Modélisation de la composition isotopique des cernes d'arbres (13C et 18O) et des transferts de COS entre l'atmosphère et la biosphère continentale pour quantifier les flux bruts de carbone

摘要

In the context of global climate change, the behavior of the terrestrial biosphere can be durably affected by the increased frequency and intensity of extreme climatic events, which can decrease the photosynthetic assimilation of carbon and/or increase the respiration rate of the ecosystems. Therefore, quantifying the carbon storage capacity of the ecosystems and predicting their sensitivity to climate changes strongly rely on our capacity to separately estimate the photosynthesis and respiration rates at different scales. The gross primary productivity (GPP) is however not directly measurable. Indirect approaches have been proposed to estimate the biospheric gross fluxes (GPP and respiration), combining for instance stable isotopologues of CO2 (13C and 18O), and, more recently, the measure of carbonyl sulfide (COS) concentrations in the atmosphere. In this context, my PhD work followed two complementary approaches. In the first approach, isotopic measurements and tree-ring widths were used, because both of them are linked to the photosynthetic activity.
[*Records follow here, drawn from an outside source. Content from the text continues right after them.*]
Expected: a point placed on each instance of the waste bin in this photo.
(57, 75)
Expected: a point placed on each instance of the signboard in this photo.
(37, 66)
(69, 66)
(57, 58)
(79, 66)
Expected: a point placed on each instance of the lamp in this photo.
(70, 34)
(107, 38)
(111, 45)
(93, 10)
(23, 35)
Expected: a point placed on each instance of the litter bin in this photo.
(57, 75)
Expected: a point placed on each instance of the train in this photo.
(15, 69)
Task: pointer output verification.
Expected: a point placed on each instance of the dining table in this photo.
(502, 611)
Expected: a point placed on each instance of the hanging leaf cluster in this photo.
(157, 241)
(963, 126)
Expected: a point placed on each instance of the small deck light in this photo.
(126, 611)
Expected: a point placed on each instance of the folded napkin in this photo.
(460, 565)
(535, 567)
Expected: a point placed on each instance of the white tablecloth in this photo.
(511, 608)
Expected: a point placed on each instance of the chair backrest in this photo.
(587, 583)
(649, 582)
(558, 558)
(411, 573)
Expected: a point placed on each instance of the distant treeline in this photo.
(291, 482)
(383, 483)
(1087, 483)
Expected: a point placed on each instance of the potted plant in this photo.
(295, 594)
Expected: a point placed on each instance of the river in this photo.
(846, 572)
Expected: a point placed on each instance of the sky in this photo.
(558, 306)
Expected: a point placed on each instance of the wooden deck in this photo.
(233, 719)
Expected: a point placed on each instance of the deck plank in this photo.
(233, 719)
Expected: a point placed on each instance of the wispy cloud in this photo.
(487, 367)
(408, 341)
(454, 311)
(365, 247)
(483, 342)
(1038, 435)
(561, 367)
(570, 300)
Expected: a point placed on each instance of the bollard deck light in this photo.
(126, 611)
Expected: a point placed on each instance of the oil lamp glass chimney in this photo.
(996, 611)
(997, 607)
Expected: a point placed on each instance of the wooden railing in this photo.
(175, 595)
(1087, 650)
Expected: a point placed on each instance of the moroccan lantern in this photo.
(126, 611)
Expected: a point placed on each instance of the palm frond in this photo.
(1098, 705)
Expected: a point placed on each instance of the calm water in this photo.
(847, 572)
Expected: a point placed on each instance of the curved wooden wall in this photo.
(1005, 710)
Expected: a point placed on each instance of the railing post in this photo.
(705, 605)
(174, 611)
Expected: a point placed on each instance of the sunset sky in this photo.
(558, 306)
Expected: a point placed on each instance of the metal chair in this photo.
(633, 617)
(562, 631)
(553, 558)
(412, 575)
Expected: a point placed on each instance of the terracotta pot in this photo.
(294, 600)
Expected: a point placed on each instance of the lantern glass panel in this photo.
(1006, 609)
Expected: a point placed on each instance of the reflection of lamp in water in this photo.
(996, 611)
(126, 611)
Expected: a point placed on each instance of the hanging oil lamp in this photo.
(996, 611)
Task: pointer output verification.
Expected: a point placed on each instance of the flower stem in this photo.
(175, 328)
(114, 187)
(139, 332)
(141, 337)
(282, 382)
The inter-annual variations of the photosynthetic fluxes simulated with the ORCHIDEE continental biosphere model were evaluated and compared with in situ measurements. The second approach consisted in using atmospheric measurements of OCS concentrations and in exploring their potential to constrain the current estimates of the GPP in dynamic global vegetation models (DGVM), by (1) establishing a new global budget of sources and sinks of this gas, (2) optimizing the source and sink terms of this cycle and (3) estimating the potential of this new tracer to validate/invalidate the simulated GPP when using current DGVMs.